Dag 22 - 17 juni - McLeod Ganj - even naar Dharamsala

Vanmorgen even met een taxi-jeep de berg af om een kijkje in (Lower) Dharamsala te nemen. Dat valt heel erg tegen, er is weinig boeiends te zien. Bij een bakker vinden we een zitje om een gebakje te eten, jammer genoeg hebben ze geen koffie of iets anders te drinken. Bij een kruispunt in het centrum vinden we een plekje om het dagelijkse leven hier te observeren. We zien hoe de plaatselijke politieagent het  verkeer staat te regelen. Door wilde handgebaren en voortdurend op een fluitje te blazen maakt hij er een flink zootje van.
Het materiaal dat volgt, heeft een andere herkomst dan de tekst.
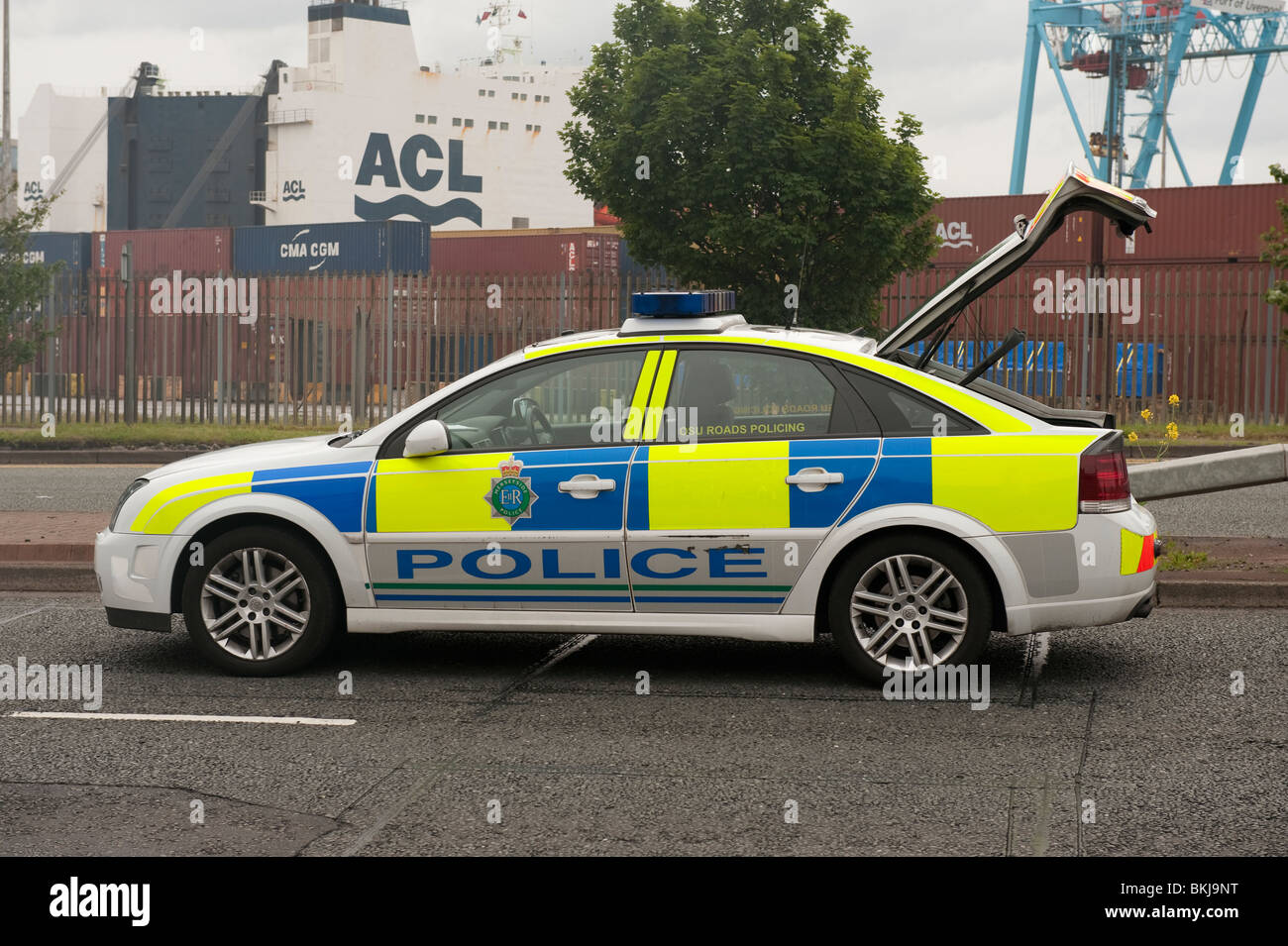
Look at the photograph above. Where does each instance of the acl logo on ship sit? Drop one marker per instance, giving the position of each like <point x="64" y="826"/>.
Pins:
<point x="413" y="168"/>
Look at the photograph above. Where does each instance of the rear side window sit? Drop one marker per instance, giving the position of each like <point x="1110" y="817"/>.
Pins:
<point x="903" y="412"/>
<point x="724" y="394"/>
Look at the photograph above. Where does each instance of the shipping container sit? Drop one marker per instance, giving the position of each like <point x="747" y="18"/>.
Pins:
<point x="970" y="227"/>
<point x="527" y="253"/>
<point x="1203" y="223"/>
<point x="198" y="250"/>
<point x="398" y="246"/>
<point x="69" y="249"/>
<point x="1194" y="224"/>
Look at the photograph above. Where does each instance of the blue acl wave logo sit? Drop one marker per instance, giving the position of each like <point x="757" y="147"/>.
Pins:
<point x="378" y="162"/>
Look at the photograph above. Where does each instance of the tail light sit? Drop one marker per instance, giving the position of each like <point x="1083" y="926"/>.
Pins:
<point x="1103" y="484"/>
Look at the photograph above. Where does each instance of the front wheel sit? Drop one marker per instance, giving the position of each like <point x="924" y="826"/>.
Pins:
<point x="905" y="604"/>
<point x="262" y="602"/>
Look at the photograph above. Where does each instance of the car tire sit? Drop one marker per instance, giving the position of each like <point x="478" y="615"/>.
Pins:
<point x="263" y="602"/>
<point x="941" y="613"/>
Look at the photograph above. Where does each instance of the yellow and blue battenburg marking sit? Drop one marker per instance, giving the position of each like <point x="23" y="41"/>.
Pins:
<point x="743" y="485"/>
<point x="450" y="491"/>
<point x="333" y="489"/>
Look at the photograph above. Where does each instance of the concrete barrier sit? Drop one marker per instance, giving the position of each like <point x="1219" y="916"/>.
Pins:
<point x="1253" y="467"/>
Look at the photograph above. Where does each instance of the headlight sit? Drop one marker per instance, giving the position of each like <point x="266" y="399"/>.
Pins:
<point x="129" y="490"/>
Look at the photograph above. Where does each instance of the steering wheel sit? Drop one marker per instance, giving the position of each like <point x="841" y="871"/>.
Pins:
<point x="540" y="429"/>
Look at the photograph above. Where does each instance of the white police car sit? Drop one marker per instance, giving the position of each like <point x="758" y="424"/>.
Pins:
<point x="688" y="473"/>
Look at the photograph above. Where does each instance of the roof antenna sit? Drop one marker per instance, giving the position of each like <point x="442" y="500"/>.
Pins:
<point x="800" y="278"/>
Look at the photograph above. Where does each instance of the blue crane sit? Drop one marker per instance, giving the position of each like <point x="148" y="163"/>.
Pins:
<point x="1138" y="47"/>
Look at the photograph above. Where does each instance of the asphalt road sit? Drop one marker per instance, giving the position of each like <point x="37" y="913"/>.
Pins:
<point x="1256" y="511"/>
<point x="1119" y="740"/>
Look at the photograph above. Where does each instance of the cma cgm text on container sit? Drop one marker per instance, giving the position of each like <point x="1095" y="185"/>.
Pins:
<point x="72" y="250"/>
<point x="395" y="246"/>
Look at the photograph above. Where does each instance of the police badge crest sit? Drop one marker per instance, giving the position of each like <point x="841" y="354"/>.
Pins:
<point x="511" y="494"/>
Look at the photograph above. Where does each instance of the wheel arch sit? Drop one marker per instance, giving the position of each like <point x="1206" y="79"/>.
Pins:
<point x="346" y="562"/>
<point x="984" y="549"/>
<point x="997" y="600"/>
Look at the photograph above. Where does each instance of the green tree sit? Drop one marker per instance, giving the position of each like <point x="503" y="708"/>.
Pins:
<point x="1276" y="252"/>
<point x="22" y="286"/>
<point x="742" y="147"/>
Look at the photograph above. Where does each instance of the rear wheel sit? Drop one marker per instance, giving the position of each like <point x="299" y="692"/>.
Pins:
<point x="262" y="604"/>
<point x="909" y="602"/>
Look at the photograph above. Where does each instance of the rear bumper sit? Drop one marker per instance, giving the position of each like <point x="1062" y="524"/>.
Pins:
<point x="138" y="620"/>
<point x="1107" y="550"/>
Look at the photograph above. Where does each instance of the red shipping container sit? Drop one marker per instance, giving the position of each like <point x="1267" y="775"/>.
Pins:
<point x="526" y="253"/>
<point x="196" y="252"/>
<point x="973" y="226"/>
<point x="1194" y="224"/>
<point x="1203" y="223"/>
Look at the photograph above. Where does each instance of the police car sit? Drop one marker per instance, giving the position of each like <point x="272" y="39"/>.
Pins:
<point x="688" y="473"/>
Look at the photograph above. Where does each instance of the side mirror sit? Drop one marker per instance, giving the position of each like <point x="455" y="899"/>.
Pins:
<point x="426" y="439"/>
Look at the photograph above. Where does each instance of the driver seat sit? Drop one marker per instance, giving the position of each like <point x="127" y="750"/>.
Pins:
<point x="708" y="392"/>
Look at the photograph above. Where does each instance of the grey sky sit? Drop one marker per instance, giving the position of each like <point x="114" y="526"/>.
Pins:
<point x="954" y="64"/>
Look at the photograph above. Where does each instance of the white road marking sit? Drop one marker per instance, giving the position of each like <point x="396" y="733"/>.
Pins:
<point x="25" y="614"/>
<point x="187" y="717"/>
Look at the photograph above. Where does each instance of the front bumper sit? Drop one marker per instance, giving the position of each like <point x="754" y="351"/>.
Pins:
<point x="134" y="573"/>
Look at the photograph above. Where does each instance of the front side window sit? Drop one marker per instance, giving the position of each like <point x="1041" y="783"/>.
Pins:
<point x="721" y="394"/>
<point x="566" y="402"/>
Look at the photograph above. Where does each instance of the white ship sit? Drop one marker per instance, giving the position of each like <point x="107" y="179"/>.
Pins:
<point x="365" y="132"/>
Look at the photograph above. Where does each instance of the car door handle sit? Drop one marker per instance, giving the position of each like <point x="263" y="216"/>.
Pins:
<point x="812" y="478"/>
<point x="587" y="486"/>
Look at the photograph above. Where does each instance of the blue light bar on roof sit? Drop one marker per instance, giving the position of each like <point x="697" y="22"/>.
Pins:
<point x="702" y="302"/>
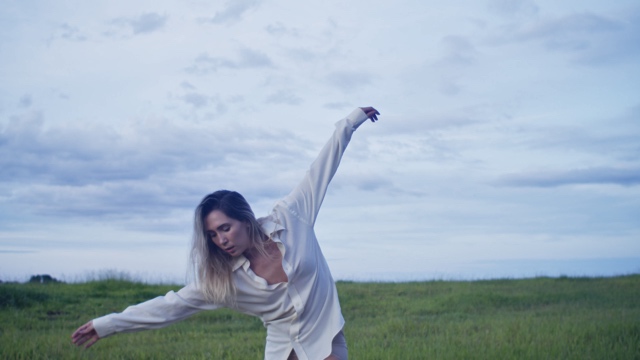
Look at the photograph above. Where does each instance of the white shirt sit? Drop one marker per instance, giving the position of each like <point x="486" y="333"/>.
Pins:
<point x="302" y="314"/>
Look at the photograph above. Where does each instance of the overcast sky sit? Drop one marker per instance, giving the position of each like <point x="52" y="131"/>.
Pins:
<point x="508" y="145"/>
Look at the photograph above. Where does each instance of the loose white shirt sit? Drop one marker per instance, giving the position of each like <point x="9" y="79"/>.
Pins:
<point x="302" y="314"/>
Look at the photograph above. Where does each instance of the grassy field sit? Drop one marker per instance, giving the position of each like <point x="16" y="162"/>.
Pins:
<point x="541" y="318"/>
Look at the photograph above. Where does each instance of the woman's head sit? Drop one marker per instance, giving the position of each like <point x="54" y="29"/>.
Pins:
<point x="211" y="262"/>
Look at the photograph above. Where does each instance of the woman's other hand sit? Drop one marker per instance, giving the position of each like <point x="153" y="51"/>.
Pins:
<point x="371" y="113"/>
<point x="86" y="334"/>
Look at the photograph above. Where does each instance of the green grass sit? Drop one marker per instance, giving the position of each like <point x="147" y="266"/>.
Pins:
<point x="541" y="318"/>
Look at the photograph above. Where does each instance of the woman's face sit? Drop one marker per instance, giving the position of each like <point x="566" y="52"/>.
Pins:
<point x="230" y="235"/>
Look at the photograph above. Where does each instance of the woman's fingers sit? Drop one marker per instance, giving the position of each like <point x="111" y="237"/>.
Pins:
<point x="86" y="334"/>
<point x="371" y="113"/>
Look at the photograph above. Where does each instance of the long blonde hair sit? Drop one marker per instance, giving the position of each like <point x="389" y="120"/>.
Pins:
<point x="211" y="267"/>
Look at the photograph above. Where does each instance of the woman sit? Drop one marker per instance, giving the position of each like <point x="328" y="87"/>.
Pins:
<point x="270" y="267"/>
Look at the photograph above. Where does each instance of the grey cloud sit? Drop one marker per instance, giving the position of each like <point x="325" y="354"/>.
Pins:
<point x="337" y="105"/>
<point x="284" y="97"/>
<point x="71" y="33"/>
<point x="278" y="29"/>
<point x="145" y="23"/>
<point x="589" y="39"/>
<point x="26" y="101"/>
<point x="458" y="50"/>
<point x="513" y="7"/>
<point x="596" y="175"/>
<point x="233" y="11"/>
<point x="195" y="99"/>
<point x="141" y="168"/>
<point x="569" y="26"/>
<point x="247" y="58"/>
<point x="349" y="81"/>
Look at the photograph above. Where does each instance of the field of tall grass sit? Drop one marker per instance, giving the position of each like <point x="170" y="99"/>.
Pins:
<point x="540" y="318"/>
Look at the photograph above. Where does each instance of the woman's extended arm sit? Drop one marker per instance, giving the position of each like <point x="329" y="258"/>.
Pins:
<point x="306" y="198"/>
<point x="152" y="314"/>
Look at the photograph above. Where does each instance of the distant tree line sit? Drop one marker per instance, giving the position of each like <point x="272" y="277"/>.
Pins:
<point x="43" y="279"/>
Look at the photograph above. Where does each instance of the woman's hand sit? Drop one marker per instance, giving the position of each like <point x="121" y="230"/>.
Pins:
<point x="371" y="113"/>
<point x="85" y="334"/>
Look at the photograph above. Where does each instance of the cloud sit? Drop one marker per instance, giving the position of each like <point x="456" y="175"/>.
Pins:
<point x="233" y="11"/>
<point x="595" y="175"/>
<point x="137" y="169"/>
<point x="349" y="81"/>
<point x="287" y="97"/>
<point x="71" y="33"/>
<point x="458" y="50"/>
<point x="143" y="24"/>
<point x="26" y="101"/>
<point x="278" y="29"/>
<point x="246" y="59"/>
<point x="589" y="38"/>
<point x="512" y="8"/>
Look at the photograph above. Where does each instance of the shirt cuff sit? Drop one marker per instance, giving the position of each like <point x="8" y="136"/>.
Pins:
<point x="103" y="327"/>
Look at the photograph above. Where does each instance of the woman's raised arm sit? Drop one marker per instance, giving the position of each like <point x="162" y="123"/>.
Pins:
<point x="305" y="200"/>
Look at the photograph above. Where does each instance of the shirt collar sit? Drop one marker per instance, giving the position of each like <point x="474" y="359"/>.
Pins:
<point x="270" y="226"/>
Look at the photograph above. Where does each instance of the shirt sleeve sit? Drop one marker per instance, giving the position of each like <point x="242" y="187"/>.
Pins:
<point x="155" y="313"/>
<point x="305" y="200"/>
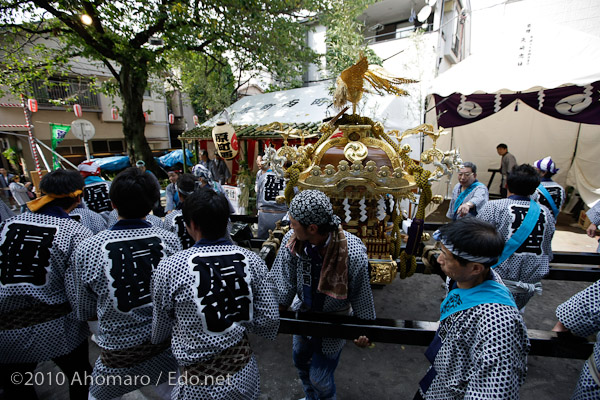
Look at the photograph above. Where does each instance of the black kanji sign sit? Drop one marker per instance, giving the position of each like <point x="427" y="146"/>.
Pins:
<point x="96" y="198"/>
<point x="184" y="236"/>
<point x="533" y="243"/>
<point x="25" y="253"/>
<point x="556" y="195"/>
<point x="223" y="289"/>
<point x="273" y="185"/>
<point x="131" y="264"/>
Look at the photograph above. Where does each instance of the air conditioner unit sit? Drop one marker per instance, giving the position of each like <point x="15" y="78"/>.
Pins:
<point x="449" y="52"/>
<point x="376" y="28"/>
<point x="154" y="41"/>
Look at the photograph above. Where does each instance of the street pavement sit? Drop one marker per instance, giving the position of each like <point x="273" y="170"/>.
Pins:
<point x="392" y="371"/>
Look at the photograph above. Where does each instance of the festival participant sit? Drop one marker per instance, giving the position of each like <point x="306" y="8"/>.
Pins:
<point x="171" y="191"/>
<point x="581" y="316"/>
<point x="96" y="192"/>
<point x="593" y="215"/>
<point x="113" y="217"/>
<point x="321" y="268"/>
<point x="506" y="165"/>
<point x="174" y="221"/>
<point x="219" y="169"/>
<point x="157" y="209"/>
<point x="469" y="195"/>
<point x="528" y="228"/>
<point x="19" y="192"/>
<point x="88" y="218"/>
<point x="206" y="299"/>
<point x="270" y="186"/>
<point x="480" y="348"/>
<point x="109" y="279"/>
<point x="549" y="193"/>
<point x="262" y="168"/>
<point x="36" y="321"/>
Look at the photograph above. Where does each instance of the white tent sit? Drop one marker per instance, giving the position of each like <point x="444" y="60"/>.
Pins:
<point x="313" y="104"/>
<point x="537" y="90"/>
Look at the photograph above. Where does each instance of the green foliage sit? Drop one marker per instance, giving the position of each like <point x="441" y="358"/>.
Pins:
<point x="208" y="82"/>
<point x="345" y="35"/>
<point x="41" y="39"/>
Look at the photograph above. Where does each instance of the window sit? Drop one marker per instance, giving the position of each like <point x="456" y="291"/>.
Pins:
<point x="66" y="92"/>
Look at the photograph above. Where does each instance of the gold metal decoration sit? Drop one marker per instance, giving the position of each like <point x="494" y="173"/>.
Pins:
<point x="383" y="272"/>
<point x="367" y="173"/>
<point x="349" y="86"/>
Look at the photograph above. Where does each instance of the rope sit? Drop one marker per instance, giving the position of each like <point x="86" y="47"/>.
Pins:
<point x="31" y="141"/>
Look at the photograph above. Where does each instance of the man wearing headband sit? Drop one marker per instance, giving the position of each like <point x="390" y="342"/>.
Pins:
<point x="109" y="280"/>
<point x="321" y="268"/>
<point x="469" y="195"/>
<point x="549" y="193"/>
<point x="527" y="228"/>
<point x="593" y="215"/>
<point x="206" y="300"/>
<point x="480" y="348"/>
<point x="36" y="320"/>
<point x="171" y="190"/>
<point x="186" y="185"/>
<point x="95" y="193"/>
<point x="506" y="165"/>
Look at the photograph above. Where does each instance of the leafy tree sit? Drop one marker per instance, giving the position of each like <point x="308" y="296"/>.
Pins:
<point x="345" y="35"/>
<point x="41" y="38"/>
<point x="208" y="81"/>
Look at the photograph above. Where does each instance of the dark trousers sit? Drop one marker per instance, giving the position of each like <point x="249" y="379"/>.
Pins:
<point x="72" y="364"/>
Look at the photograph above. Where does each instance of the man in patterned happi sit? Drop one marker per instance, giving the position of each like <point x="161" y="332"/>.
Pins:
<point x="549" y="193"/>
<point x="96" y="192"/>
<point x="469" y="195"/>
<point x="110" y="276"/>
<point x="206" y="299"/>
<point x="186" y="184"/>
<point x="527" y="228"/>
<point x="321" y="268"/>
<point x="480" y="348"/>
<point x="581" y="315"/>
<point x="36" y="320"/>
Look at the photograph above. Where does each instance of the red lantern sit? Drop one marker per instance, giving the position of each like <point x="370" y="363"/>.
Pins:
<point x="77" y="110"/>
<point x="32" y="104"/>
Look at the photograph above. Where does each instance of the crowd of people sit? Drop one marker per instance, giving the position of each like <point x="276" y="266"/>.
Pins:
<point x="173" y="299"/>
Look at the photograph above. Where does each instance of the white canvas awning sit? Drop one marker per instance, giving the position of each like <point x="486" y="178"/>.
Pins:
<point x="313" y="104"/>
<point x="527" y="58"/>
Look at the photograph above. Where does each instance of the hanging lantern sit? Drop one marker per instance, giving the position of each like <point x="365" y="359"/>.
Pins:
<point x="77" y="110"/>
<point x="32" y="104"/>
<point x="225" y="140"/>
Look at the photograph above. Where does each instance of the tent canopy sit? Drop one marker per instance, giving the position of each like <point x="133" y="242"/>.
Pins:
<point x="536" y="91"/>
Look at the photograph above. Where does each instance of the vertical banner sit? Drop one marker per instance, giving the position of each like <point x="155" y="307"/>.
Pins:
<point x="58" y="134"/>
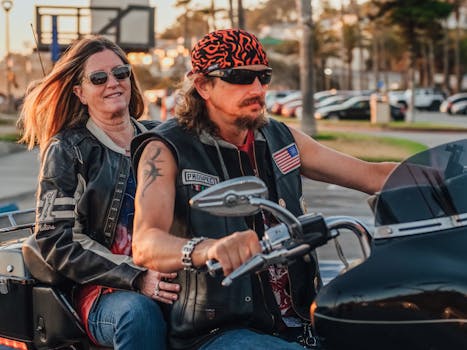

Het verkeer zou heel wat soepeler verlopen als hij er niet zou staan.
Opeens zien we een bus aankomen die naar McLeod Ganj gaat en besluiten er in te springen. En zo zijn we voor twee gebakjes even naar Dharamsala zijn geweest. Om de kosten hoefden we het niet te laten, totaal waren omgerekend 15 eurocent p.p. per rit kwijt.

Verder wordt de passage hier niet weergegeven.